Gitlab Data Science and Modeling Tools

Project description

What is it?

gitlabds is a set of tools designed make it quicker and easier to build predictive models.

Where to get it?

gitlabds can be installed directly via pip: pip install gitlabds.

Alternatively, you can download the source code from Gitlab at https://gitlab.com/gitlab-data/gitlabds and compile locally.

Main Features

  • Data prep tools:
    • Treat outliers
    • Dummy code
    • Miss fill
    • Reduce feature space
    • Split and sample data into train/test
  • Modeling tools:
    • Quickly generate models using MARS (via the pyearth implementation)
    • Quickly generat models using XGBoost
    • Easily produce model metrics, feature importance, performance graphs, and lift/gains charts

References and Examples

MAD Outliers

Description

Median Absoutely Deviation for outlier detection and correction. By default will windsor all numeric values in your dataframe that are more than 4 standard deviations above or below the median ('threshold').

gitlabds.mad_outliers(df, dv=None, min_levels=10, columns = 'all', threshold=4, inplace=False, verbose=True, windsor_threshold=0.01):

Parameters:

  • df : your pandas dataframe
  • dv : The field name of your outcome.
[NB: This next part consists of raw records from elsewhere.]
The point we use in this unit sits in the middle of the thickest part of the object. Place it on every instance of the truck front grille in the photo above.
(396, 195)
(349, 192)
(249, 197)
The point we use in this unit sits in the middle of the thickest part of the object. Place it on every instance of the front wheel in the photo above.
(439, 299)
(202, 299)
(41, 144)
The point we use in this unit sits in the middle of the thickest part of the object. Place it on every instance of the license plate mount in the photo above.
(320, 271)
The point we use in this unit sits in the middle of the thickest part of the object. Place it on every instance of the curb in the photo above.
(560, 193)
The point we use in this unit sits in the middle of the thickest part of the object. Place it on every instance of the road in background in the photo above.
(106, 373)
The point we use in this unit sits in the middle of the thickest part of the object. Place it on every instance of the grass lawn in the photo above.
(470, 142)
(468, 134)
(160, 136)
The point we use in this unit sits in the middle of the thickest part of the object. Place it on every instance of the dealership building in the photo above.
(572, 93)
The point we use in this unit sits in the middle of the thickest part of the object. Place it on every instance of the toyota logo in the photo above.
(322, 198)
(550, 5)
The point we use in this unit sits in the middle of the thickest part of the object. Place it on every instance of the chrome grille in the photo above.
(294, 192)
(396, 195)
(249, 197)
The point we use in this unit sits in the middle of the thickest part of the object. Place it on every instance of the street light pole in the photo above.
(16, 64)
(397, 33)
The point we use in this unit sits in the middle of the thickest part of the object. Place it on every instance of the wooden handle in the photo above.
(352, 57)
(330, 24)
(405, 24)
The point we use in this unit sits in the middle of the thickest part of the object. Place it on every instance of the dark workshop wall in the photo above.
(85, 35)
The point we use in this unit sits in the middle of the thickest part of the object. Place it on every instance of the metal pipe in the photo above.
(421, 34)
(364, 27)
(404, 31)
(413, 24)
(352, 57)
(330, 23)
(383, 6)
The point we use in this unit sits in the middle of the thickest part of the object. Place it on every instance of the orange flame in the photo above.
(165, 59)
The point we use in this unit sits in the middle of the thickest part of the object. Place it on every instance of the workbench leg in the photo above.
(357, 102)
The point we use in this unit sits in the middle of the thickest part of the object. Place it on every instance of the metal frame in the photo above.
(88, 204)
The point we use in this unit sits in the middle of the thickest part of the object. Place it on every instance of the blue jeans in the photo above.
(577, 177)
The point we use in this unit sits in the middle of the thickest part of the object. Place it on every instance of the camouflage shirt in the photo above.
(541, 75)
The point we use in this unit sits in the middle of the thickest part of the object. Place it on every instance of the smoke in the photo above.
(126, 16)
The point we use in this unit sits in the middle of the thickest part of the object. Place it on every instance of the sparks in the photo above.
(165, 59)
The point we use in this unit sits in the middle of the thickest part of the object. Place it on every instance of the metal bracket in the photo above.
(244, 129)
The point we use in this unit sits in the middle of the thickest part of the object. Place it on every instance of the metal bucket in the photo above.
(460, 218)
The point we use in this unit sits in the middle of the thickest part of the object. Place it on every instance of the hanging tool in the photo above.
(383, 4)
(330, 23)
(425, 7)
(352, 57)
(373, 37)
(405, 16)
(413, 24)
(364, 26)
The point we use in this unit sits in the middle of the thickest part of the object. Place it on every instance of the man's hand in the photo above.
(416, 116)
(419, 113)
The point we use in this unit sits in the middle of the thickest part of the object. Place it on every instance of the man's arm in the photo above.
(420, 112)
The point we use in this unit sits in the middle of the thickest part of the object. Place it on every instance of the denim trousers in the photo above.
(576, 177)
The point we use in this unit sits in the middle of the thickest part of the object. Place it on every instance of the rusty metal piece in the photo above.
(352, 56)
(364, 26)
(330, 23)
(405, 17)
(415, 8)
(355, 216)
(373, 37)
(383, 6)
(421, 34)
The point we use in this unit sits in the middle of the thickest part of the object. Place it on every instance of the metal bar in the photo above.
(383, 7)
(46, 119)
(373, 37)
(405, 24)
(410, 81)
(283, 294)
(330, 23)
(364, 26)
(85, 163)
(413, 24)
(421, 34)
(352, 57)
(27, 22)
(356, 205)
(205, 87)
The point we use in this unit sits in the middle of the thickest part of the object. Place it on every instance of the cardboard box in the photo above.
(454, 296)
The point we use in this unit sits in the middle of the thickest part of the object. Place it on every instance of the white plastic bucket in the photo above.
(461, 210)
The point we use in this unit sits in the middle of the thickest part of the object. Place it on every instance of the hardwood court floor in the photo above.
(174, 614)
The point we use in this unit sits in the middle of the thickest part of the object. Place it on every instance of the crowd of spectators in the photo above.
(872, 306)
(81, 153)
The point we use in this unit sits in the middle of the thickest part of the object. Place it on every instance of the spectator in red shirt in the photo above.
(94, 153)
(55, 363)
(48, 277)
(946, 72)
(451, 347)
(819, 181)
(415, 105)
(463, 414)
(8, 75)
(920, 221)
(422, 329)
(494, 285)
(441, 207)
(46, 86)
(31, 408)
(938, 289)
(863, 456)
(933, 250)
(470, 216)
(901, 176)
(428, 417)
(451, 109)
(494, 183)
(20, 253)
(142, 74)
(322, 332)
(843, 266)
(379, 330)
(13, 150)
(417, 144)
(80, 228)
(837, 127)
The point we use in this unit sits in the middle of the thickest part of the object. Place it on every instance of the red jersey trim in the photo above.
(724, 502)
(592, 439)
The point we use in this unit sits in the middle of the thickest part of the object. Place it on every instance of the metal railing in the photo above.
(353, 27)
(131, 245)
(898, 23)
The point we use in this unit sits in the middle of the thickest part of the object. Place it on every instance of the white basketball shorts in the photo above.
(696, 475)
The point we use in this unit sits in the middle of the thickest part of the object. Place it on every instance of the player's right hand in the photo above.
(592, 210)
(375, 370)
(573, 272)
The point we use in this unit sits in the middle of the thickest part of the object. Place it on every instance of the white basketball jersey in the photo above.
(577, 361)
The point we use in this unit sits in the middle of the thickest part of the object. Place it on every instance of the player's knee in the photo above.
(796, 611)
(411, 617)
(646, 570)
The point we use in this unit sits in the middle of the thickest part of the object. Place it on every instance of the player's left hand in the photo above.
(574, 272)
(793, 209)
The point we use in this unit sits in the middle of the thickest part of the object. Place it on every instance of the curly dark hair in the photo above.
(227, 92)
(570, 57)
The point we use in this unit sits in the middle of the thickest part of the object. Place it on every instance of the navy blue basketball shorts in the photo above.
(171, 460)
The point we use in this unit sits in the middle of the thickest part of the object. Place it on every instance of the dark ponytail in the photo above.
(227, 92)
Entering your outcome variable in will prevent it from being windsored. May be left blank there is no outcome variable.
  • min_levels : Only include fields that have at least the number of levels specified.
  • columns : Will examine at all numeric columns by default. To limit to just a subset of columns, pass a list of column names. Doing so will ignore any constraints put on by the 'dv' and 'min_levels' paramaters.
  • threshold : Windsor values greater than this number of standard deviations from the median.
  • inplace : Set to True to replace existing dataframe. Set to false to create a new one. Set to False to suppress
  • verbose : Set to True to print outputs of windsoring being done. Set to False to suppress.
  • windsor_threshold : Only windsor values that affect less than this percentage of the population.

Returns

  • DataFrame with windsored values or None if inplace=True.

Examples:

#Create a new df; only windsor selected columns; suppress verbose
import gitlabds
new_df = gitlabds.mad_outliers(df = my_df, dv='my_outcome', columns = ['colA', 'colB', 'colC'], verbose=False)
#Inplace outliers. Will windsor values by altering the current dataframe
import gitlabds
gitlabds.mad_outliers(df = my_df, dv='my_outcome', columns = 'all', inplace=True)
Miss Fill

Description

Fill missing values using a range of different options.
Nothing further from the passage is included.